More complex fitness functions and states are possible.

 

The learning algorithm will attempt to maximise the fitness function (it is also possible to minimise via a configuration option in config.txt) which will train the learned program to move the cheetah as far to the right as possible within the simulated time.

 

The reason for passing the number of cycles take by the virtual machine is to enable this to be built into a fitness function if necessary. This would enable the learning algorithm to find the minimum size program to achieve the desired goal. However, this feature should be used carefully as minimising the program size too early in the training process can reduce diversity in the of behaviours in the population and slow, or even halt, convergence.

 

The reason for passing the individual’s index is to enable persistent data in the problem definition file to be stored on a per individual basis and to be used in calculating fitness or state values.
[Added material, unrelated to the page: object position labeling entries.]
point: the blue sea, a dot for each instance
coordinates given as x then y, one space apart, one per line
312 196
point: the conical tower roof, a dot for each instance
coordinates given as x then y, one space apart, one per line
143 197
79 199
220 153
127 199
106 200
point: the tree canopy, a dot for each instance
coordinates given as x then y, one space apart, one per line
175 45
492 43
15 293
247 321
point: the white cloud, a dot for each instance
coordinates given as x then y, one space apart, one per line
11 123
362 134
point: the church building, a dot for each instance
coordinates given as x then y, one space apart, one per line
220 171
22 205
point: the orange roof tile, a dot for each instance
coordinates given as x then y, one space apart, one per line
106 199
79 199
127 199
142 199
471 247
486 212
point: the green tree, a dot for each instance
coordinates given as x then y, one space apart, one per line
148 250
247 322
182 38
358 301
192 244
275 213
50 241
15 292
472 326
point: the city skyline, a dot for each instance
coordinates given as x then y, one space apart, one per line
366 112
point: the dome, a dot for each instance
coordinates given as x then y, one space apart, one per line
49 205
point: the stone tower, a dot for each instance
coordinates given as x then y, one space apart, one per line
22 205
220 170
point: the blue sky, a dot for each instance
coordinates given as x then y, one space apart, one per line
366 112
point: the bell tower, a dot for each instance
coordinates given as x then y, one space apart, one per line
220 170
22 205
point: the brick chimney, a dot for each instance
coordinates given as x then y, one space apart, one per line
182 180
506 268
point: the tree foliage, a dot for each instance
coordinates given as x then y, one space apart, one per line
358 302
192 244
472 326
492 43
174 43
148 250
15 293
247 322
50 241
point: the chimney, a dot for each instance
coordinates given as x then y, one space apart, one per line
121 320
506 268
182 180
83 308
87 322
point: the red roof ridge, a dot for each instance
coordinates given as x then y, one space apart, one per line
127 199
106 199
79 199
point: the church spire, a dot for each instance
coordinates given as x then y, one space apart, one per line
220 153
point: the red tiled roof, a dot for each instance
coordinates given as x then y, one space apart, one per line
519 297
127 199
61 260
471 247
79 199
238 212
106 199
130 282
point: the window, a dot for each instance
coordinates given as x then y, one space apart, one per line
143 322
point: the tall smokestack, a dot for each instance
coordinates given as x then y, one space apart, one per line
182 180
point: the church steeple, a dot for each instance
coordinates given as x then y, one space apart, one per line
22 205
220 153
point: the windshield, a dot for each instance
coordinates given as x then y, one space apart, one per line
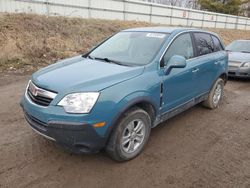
130 48
239 46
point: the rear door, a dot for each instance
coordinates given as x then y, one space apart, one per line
179 86
207 60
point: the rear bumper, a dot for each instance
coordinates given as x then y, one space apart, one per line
239 73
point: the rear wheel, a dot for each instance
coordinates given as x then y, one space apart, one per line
215 95
130 136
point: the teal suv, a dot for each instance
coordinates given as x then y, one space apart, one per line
111 97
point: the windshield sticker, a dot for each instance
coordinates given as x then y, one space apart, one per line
156 35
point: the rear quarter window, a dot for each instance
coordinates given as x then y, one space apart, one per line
204 43
217 44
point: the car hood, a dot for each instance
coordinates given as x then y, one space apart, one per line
239 57
81 74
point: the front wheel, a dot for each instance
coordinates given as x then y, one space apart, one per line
130 135
215 95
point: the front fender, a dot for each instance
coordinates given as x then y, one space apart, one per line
131 100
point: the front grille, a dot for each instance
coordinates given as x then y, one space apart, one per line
34 121
39 96
43 101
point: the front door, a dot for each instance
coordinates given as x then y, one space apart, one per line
179 86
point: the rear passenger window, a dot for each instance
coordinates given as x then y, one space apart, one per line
204 43
181 46
217 44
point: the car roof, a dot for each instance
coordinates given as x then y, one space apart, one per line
244 40
163 29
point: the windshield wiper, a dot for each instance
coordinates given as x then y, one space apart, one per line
110 61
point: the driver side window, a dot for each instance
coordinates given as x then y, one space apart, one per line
182 46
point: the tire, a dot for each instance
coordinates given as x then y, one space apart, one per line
215 95
130 135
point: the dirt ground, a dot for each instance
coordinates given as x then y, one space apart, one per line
198 148
29 42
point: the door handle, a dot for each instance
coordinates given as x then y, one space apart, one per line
195 70
217 62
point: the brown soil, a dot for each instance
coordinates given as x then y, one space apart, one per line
28 42
198 148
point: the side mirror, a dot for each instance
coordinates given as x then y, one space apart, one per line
175 61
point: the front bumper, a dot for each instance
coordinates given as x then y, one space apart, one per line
68 131
239 72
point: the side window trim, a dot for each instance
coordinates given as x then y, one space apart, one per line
221 46
167 48
194 46
196 49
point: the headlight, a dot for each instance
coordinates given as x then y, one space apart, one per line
79 102
246 65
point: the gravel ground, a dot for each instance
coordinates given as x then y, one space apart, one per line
198 148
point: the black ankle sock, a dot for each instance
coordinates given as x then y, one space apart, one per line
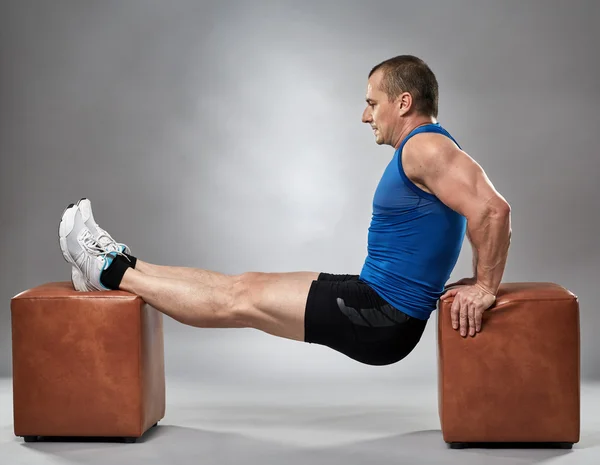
112 276
132 259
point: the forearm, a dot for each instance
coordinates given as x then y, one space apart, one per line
490 236
475 257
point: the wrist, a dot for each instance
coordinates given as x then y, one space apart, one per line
485 289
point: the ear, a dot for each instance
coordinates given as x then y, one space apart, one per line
404 103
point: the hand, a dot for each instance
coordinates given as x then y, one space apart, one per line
461 282
470 302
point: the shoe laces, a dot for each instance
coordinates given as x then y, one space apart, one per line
107 241
92 245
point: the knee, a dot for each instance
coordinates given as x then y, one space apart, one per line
246 294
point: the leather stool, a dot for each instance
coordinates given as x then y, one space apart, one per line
518 380
85 364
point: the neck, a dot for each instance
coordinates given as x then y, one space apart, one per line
411 125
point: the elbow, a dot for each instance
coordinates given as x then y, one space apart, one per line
500 210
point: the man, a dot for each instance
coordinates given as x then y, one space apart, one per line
430 194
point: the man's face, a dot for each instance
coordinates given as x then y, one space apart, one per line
380 114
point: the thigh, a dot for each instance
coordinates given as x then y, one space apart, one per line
350 317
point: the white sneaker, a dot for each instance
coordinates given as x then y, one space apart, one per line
85 207
81 249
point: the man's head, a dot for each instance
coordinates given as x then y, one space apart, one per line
399 89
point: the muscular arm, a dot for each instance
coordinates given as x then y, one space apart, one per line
460 183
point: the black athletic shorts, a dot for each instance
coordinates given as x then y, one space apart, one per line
347 315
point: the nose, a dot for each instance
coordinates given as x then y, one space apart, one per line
367 117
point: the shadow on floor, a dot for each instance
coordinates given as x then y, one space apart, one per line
185 445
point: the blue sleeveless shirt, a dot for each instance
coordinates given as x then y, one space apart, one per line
414 239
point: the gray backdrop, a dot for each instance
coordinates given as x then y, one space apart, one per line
227 136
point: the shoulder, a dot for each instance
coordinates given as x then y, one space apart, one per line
428 152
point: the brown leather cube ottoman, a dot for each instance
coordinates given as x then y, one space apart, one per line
85 364
518 380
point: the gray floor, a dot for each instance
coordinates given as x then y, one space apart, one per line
293 423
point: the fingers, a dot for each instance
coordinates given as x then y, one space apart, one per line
478 319
449 293
454 312
464 321
471 313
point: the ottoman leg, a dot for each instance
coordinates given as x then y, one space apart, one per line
458 445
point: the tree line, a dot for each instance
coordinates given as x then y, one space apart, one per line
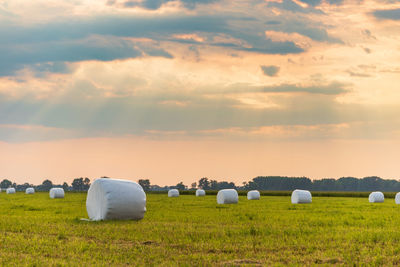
271 183
283 183
78 184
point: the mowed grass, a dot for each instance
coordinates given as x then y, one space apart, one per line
36 230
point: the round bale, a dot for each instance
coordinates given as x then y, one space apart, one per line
397 198
30 190
115 199
227 196
10 190
253 195
376 197
301 196
200 193
173 193
56 192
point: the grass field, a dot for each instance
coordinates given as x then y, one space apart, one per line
36 230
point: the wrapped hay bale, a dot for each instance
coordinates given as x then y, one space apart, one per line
227 196
253 195
397 198
173 193
110 199
200 193
376 197
56 192
301 196
10 190
30 190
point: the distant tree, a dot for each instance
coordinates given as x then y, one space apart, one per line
204 183
194 185
46 185
145 184
181 186
80 184
5 183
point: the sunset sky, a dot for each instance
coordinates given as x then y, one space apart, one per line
178 90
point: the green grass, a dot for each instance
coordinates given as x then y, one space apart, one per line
36 230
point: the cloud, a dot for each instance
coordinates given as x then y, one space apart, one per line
270 70
104 39
156 4
49 56
334 88
391 14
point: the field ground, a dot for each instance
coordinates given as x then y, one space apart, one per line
36 230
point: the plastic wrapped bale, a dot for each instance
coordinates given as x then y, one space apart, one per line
397 198
301 196
376 197
56 193
114 199
30 190
253 195
10 191
173 193
227 196
200 193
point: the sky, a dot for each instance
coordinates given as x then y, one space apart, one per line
178 90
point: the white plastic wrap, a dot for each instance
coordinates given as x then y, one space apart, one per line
173 193
200 193
227 196
376 197
253 195
30 190
10 190
115 199
56 192
301 196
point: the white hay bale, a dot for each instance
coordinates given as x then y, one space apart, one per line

For example, in the case of the cheetah, a previous x position could be stored on a per individual basis to enable the calculation of velocity for use in fitness function or state.

CloseEnv

This function is called once per individual within the population to close the environment. It has one argument which is the individual’s environment to be closed. The OpenAI gymnasium cheetah example version of CloseEnv is:

 

def CloseEnv(env):

       env.close()

       return

 

Note that if evolve is killed during training, as suggested in the suggested usage section above, this function will never be reached. Instead the environments will be closed when the operating system kills and clears up the evolve process.